If ‘democracy is on the ballot,’ why don’t voters seem to care?

“The 360” shows you diverse perspectives on the day’s top stories and debates.

What’s happening

Ever since the Jan. 6, 2021, assault on the U.S. Capitol, Democrats have persistently made the case that former President Donald Trump and his backers in the Republican Party pose a unique threat to the stability of American democracy.

Despite all these warnings — and the presence of hundreds of election-denying GOP candidates on the ballot across the country — voters do not appear to be treating perceived threats to the electoral system as a key issue in the November midterms.

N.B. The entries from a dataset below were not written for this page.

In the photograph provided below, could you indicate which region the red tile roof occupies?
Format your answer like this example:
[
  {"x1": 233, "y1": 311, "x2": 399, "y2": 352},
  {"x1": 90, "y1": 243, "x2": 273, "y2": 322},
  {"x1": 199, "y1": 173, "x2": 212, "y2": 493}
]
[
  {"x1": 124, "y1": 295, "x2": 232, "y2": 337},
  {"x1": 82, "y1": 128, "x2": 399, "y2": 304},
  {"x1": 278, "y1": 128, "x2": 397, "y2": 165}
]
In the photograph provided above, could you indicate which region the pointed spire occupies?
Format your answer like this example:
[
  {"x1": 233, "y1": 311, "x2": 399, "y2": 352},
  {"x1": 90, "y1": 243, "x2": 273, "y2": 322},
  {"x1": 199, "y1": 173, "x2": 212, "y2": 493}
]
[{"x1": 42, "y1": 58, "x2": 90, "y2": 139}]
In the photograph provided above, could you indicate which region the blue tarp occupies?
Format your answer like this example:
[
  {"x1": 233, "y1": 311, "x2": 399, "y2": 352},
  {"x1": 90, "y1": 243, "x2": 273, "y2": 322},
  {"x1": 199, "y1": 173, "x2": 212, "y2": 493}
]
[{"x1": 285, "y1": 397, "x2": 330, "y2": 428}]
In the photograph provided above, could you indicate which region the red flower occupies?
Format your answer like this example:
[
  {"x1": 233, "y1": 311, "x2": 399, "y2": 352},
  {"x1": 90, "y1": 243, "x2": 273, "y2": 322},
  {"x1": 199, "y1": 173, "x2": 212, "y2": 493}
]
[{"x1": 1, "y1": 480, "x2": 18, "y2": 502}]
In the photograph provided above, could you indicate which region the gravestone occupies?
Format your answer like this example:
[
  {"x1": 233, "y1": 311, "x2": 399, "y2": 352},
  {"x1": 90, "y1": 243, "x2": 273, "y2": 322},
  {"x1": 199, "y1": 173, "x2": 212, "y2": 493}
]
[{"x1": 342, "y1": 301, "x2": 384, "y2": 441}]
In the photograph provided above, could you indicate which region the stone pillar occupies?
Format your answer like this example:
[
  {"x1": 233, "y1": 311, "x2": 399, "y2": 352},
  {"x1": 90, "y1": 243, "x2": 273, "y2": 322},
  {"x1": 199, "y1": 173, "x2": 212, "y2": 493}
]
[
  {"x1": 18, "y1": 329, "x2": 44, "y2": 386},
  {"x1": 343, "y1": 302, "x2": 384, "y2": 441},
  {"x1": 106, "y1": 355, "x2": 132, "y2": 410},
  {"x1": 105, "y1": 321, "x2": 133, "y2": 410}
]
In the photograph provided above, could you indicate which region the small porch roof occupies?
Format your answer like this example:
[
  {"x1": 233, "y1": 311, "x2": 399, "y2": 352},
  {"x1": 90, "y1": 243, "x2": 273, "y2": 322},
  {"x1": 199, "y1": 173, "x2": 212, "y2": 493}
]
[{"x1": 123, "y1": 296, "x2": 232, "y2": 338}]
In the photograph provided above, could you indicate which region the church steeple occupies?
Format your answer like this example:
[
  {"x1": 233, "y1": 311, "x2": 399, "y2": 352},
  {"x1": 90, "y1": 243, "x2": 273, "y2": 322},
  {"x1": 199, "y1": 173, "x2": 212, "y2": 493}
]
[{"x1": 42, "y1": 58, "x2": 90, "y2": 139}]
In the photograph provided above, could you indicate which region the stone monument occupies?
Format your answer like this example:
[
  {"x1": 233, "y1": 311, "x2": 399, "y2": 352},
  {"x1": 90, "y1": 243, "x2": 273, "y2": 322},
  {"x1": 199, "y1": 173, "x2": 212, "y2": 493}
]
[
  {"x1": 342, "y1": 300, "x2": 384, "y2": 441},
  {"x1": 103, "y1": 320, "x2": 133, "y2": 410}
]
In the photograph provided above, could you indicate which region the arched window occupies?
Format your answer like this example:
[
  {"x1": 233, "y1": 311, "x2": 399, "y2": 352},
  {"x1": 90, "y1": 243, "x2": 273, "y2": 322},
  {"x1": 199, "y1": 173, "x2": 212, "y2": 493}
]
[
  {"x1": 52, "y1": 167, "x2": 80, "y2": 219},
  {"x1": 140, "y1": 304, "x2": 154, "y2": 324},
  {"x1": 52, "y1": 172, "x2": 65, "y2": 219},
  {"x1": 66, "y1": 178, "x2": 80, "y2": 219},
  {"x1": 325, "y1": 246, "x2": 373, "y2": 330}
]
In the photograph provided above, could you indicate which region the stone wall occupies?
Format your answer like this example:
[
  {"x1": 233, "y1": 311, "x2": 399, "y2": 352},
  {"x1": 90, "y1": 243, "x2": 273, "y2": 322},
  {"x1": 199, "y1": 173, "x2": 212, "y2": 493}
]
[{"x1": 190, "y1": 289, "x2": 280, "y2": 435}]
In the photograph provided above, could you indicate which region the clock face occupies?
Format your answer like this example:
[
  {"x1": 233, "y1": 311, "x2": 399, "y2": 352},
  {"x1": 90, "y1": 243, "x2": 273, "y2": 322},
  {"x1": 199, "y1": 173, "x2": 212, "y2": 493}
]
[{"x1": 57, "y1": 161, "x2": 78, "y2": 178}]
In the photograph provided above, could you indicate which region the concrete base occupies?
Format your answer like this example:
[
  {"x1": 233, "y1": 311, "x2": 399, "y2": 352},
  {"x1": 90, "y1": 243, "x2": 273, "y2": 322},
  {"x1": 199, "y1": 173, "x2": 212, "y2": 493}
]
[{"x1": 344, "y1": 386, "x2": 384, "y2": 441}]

It’s not that they don’t believe the threats are real, but they largely view them as less important than other problems. In a New York Times/Siena College poll released earlier this month, 71 percent of voters said they believe democracy is at risk, but only 7 percent said they view it as the most important issue facing the country.

Part of the reason for the disconnect is that a significant share of those who worry about the validity of elections are Republican voters who have bought into Trump’s thoroughly debunked claims that the 2020 election was fraudulent. But even among Democratic voters, protecting democracy consistently rates below issues like the economy and inflation.

Many election experts say there’s ample reason to believe that Democrats’ concerns about the future of U.S. democracy are well-founded. On top of documented efforts by Trump and his allies to overturn the 2020 election, about 60 percent of Americans will have an election denier on their midterm ballot, according to a tally compiled by FiveThirtyEight. Some of those candidates are running for offices such as governor, secretary of state and attorney general, which would give them significant power over how elections are conducted in their states if they were to win. There have also been a number of reports detailing how local officials and poll workers may be preparing to undermine voting procedures next month.

Why there’s debate

If the fate of American democracy itself is on the ballot, as Democrats have repeatedly warned, then why do voters seem to be prioritizing other issues?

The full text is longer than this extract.